I shifted my gaze from Grandmère to Grandpère. He really did look desperate and repentant. Grandmère Catherine knew I had my painting money put away. I could loan it to him if he was really in a fix, I thought, but I was afraid to say.

"You'd let a man die out here in the swamp, starve to death and become food for the buzzards," he moaned.

She stood up slowly, rising to her full five feet four inches of height as if she were really six feet tall, her head up, her shoulders back, and then she lifted her left arm to point her forefinger at him. I saw his eyes bulge with shock and fear as he took a step back.

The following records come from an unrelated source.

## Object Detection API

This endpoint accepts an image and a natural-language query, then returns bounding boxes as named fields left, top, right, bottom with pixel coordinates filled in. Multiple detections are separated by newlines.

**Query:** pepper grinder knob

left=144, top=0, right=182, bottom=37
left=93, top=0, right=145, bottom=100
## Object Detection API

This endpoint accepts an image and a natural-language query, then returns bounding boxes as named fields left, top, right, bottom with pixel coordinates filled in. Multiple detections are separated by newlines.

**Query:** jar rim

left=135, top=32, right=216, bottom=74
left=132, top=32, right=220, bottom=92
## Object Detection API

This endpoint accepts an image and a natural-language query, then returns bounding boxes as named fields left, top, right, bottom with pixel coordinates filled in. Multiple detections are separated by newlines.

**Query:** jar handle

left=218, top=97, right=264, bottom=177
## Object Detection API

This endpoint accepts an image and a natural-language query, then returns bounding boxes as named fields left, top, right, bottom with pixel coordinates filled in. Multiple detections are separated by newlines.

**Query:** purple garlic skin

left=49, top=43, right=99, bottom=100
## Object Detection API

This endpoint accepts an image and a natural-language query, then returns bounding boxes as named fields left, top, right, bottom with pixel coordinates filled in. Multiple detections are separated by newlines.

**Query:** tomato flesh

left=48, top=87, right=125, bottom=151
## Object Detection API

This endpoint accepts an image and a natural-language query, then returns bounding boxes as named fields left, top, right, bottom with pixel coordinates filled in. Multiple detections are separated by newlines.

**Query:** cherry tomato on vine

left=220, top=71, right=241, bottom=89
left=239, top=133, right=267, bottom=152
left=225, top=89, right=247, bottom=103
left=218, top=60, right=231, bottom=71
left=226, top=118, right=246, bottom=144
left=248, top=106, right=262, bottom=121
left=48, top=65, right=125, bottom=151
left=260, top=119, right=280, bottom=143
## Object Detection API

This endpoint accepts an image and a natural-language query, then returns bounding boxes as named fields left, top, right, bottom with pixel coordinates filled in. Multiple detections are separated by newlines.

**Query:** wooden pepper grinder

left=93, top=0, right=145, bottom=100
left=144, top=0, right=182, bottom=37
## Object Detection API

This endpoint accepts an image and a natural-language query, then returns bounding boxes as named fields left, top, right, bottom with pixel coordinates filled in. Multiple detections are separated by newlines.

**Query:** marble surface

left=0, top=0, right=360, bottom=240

"You are already dead, Jack Landry," she declared with the authority of a bishop, "and already food for buzzards. Go back to your cemetery and leave us be," she commanded.

"Some Christian you are," he cried, but continued to back up. "Some show of mercy. You're no better than me, Catherine. You're no better," he called, and turned to get swallowed up in the darkness from where he had come as quickly as he had appeared. Grandmère stared after him a few moments even after he was gone and then sat down.

"We could have given him my painting money, Grandmère," I said. She shook her head vehemently.

"That money is not to be touched by him," she said firmly. "You're going to need it someday, Ruby, and besides," she added, "he'd only do what I said, turn it into cheap whiskey.

"The nerve of him," she continued, more to herself than to me, "coming around here and asking me to loan him money. The nerve of him . . ."

I watched her wind herself down until she was slumped in her chair again, and I thought how terrible it was that two people who had once kissed and held each other, who had loved and wanted to be with each other were now like two alley cats, hissing and scratching at each other in the night.

The confrontation with my Grandpère drained Grandmère. She was so exhausted, I had to help her to bed. I sat beside her for a while and watched her sleep, her cheeks still red, her forehead beaded with perspiration. Her bosom rose and fell with such effort, I thought her heart would simply burst under the pressure.

That night I went to sleep with great trepidation, afraid that when I woke up, I would find Grandmère Catherine hadn't. But thankfully, her sleep revived her and what woke me the next morning was the sound of her footsteps as she made her way to the kitchen to start breakfast and begin another day of work in the loom room.

Despite the lack of customers, we continued our weaving and handicrafts whenever we could during the summer months, building a stock of goods to put out when the tourist season got back into high swing. Grandmère bartered with cotton growers and farmers who harvested the palmetto leaves with which we made the hats and fans. She traded some of her gumbo for split oak so we could make the baskets. Whenever it appeared we were bone-dry and had nothing to offer in return for craft materials, Grandmère reached deeper into her sacred chest and came up with something of value she had either been given as payment for a traiteur mission years before, or something she had been saving just for such a time.